Hansbrough's only competition for the job in Indiana is Josh McRoberts, so the opportunity for major minutes is likely.
The addition of Darren Collison, a potential All-Star, will make it far easier for Hansbrough to put points on the board. Hansbrough's never-ending tenacity on the glass should also result in increased rebounding numbers with the thin Pacer frontcourt.
6. Travis Outlaw
After a very solid 2008-2009 season, Travis Outlaw experienced a stress fracture in his foot, limiting him to 34 games in his 2009-2010 campaign.
Outlaw is a very long and athletic combo forward that took a while to come around, but makes a big impact with his mid-range jumper and has improved drastically on the defensive end.
Now with a 5-year, $35 million contract, Outlaw becomes a viable starting option for the New Jersey Nets, where talent is becoming more prevalent. He will have an opportunity to put up some big numbers that could catapult him to the top of the Comeback Player of the Year discussion.
5. Greg Oden
Seemingly a consistent Comeback Player of the Year candidate in years past, Greg Oden is coming off a knee injury that ended his 2009-2010 season after 21 games.
With Marcus Camby now in the mix in the frontcourt, Oden knows that he needs to step up as a consistent contributor in order to maintain his minutes.
There is no reason to think he won't. Oden increased his numbers to 11 points, nine rebounds, and over two blocks per game early in the 2009 season.
Entering his fourth season, Portland is expecting him to accumulate even better numbers in the 2011 campaign.
4. Anthony Randolph
After sitting out the final 49 games of last season with ankle and back problems, Anthony Randolph was traded to the New York Knicks in the offseason.
Randolph showed his athleticism and potential last season, averaging 11.6 points, 6.5 rebounds, and almost two blocks per game in Don Nelson's run-and-gun offense. He enters a similar system with new coach, Mike D'Antoni, but doesn't have to endure Nelson's erratic substitutions and a crowded front-court.
He will be the go-to-guy at power forward, and the attention of defenses will be paid to All-star Amare' Stoudemire, allowing for Anthony Randolph to have a breakout season.
3. Gilbert Arenas
After being suspended for all but 32 games of the 2010 season following his locker room gun incident, Arenas says he is back in the best shape of his life.
He definitely has all of the critics to prove wrong, and now the Washington Wizards have added first overall pick, John Wall, to unload some of the pressure off Arenas. With this new addition, Gilbert will be able to play both on and off the ball, making him an even more dangerous “weapon.”
Still having the ability to put up 40 points on any given night, Arenas is a viable threat to average between 20 and 25 points per game this season.
2. Yao Ming
Yao missed all of last season with a foot injury and has been told he will be limited to 24 minutes per game this year. Still, Yao is poised to average around 15 points, ten rebounds, and a couple blocks per game even under these restrictions.

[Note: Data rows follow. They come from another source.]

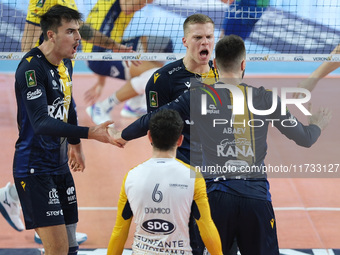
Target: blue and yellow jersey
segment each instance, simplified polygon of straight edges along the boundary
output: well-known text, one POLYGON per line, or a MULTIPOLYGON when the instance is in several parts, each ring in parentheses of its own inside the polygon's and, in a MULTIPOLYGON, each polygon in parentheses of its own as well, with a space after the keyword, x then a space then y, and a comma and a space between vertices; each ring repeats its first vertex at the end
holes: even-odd
MULTIPOLYGON (((148 112, 165 105, 188 90, 193 81, 203 81, 206 84, 214 84, 218 81, 217 70, 213 67, 212 61, 209 62, 210 71, 206 74, 190 72, 183 64, 183 59, 174 61, 157 70, 149 79, 145 87, 148 112)), ((189 163, 190 158, 190 119, 185 121, 183 135, 184 140, 178 148, 179 159, 189 163)))
POLYGON ((88 128, 77 126, 72 99, 71 60, 51 64, 33 48, 15 73, 19 138, 15 146, 14 176, 69 171, 67 142, 87 138, 88 128))
POLYGON ((174 158, 151 158, 130 170, 121 188, 107 254, 122 254, 133 216, 133 254, 191 255, 191 212, 210 254, 222 254, 204 179, 195 174, 174 158))
POLYGON ((26 22, 40 26, 40 16, 57 4, 77 10, 77 5, 74 0, 30 0, 26 22))
MULTIPOLYGON (((133 15, 134 13, 126 15, 122 11, 119 0, 99 0, 92 8, 86 19, 86 23, 107 37, 121 43, 124 31, 129 25, 133 15)), ((100 48, 93 49, 93 44, 83 42, 84 52, 98 50, 100 50, 100 48)))
MULTIPOLYGON (((303 125, 288 110, 283 114, 281 100, 275 98, 272 91, 246 84, 240 84, 236 89, 243 95, 242 114, 233 114, 236 99, 230 90, 215 89, 215 86, 208 85, 191 88, 160 109, 176 110, 183 119, 189 118, 195 123, 195 131, 202 144, 203 176, 213 181, 216 178, 221 180, 217 185, 222 185, 215 189, 238 196, 270 200, 267 175, 261 171, 267 154, 268 127, 276 127, 287 138, 303 147, 314 144, 321 130, 316 125, 303 125), (206 114, 201 112, 204 95, 206 114), (273 104, 277 105, 275 110, 265 115, 258 112, 255 114, 248 108, 248 105, 252 105, 254 109, 264 111, 271 109, 273 104)), ((131 140, 145 135, 149 119, 157 111, 144 115, 125 128, 122 138, 131 140)), ((196 137, 191 135, 189 138, 195 140, 196 137)))

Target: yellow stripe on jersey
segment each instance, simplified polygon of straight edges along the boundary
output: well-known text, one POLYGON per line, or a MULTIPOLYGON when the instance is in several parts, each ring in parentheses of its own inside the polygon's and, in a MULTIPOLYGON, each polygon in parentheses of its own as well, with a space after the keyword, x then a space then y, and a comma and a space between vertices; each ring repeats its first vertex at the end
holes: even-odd
MULTIPOLYGON (((248 121, 253 119, 253 113, 248 109, 248 87, 238 85, 244 96, 244 114, 233 115, 233 128, 242 130, 240 133, 235 133, 235 156, 238 160, 243 160, 249 166, 255 162, 255 140, 254 128, 248 125, 248 121)), ((233 105, 233 96, 230 93, 231 105, 233 105)), ((253 123, 250 123, 254 125, 253 123)))
POLYGON ((72 93, 72 80, 70 77, 70 74, 68 73, 68 69, 64 64, 64 61, 61 61, 61 63, 58 66, 58 73, 60 75, 60 85, 62 86, 63 93, 64 93, 64 111, 63 114, 64 122, 67 122, 68 120, 68 112, 70 109, 70 103, 71 103, 71 93, 72 93))
MULTIPOLYGON (((89 16, 87 17, 86 23, 90 24, 94 29, 106 34, 105 31, 101 30, 101 27, 103 26, 104 22, 106 22, 105 25, 108 25, 109 22, 107 22, 105 18, 107 18, 108 12, 110 11, 110 9, 112 8, 114 4, 117 5, 119 4, 119 2, 116 2, 116 0, 98 0, 96 5, 92 8, 89 16)), ((110 33, 110 38, 112 38, 118 43, 121 43, 123 35, 124 35, 124 31, 126 27, 129 25, 134 13, 126 15, 124 12, 120 10, 120 13, 115 14, 115 15, 118 15, 118 17, 113 24, 113 28, 110 33)), ((112 18, 112 17, 108 17, 108 18, 112 18)), ((106 28, 104 27, 104 30, 105 29, 106 28)), ((87 43, 87 42, 82 42, 82 43, 83 43, 84 52, 92 52, 92 48, 93 48, 92 43, 87 43)))
POLYGON ((77 10, 74 0, 31 0, 28 5, 26 20, 39 26, 40 16, 56 4, 77 10))
POLYGON ((107 254, 122 254, 125 242, 129 235, 132 217, 129 219, 123 218, 123 210, 128 203, 128 198, 125 192, 125 182, 127 176, 128 174, 124 176, 123 184, 120 190, 116 223, 112 230, 110 242, 107 247, 107 254))

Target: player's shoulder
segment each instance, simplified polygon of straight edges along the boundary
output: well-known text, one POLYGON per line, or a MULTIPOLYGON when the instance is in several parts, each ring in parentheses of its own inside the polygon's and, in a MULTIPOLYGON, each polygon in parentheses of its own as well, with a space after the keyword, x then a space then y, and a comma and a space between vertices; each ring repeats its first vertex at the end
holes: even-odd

His size, post moves, and efficient shooting from the field and free throw line make Yao an undeniable threat if healthy. Numbers around the 55% shooting and 86% from the charity stripe that Yao put up in the 2008-2009 season, still make him one of the best centers in the league.
Even if he can only regain most of the form that he had previously in his career, Yao will be a likely candidate for the award.
1. Blake Griffin
A strong candidate for both Rookie and Comeback Player of the Year, Blake Griffin is now back to 100 percent and will enter camp with no restrictions after a left knee injury sidelined him for his entire rookie season.
With no competition at power forward, playing time will be plentiful and the Los Angeles Clippers will rely on the former number one pick to contribute immediately.
Many experts predict Griffin to average almost 20 points, ten rebounds, and 50% shooting from the field, numbers well-deserving of these awards. Some may think these numbers are flighty, but with Baron Davis feeding him the ball, the Clippers expect Griffin to become the focal point of the offense immediately.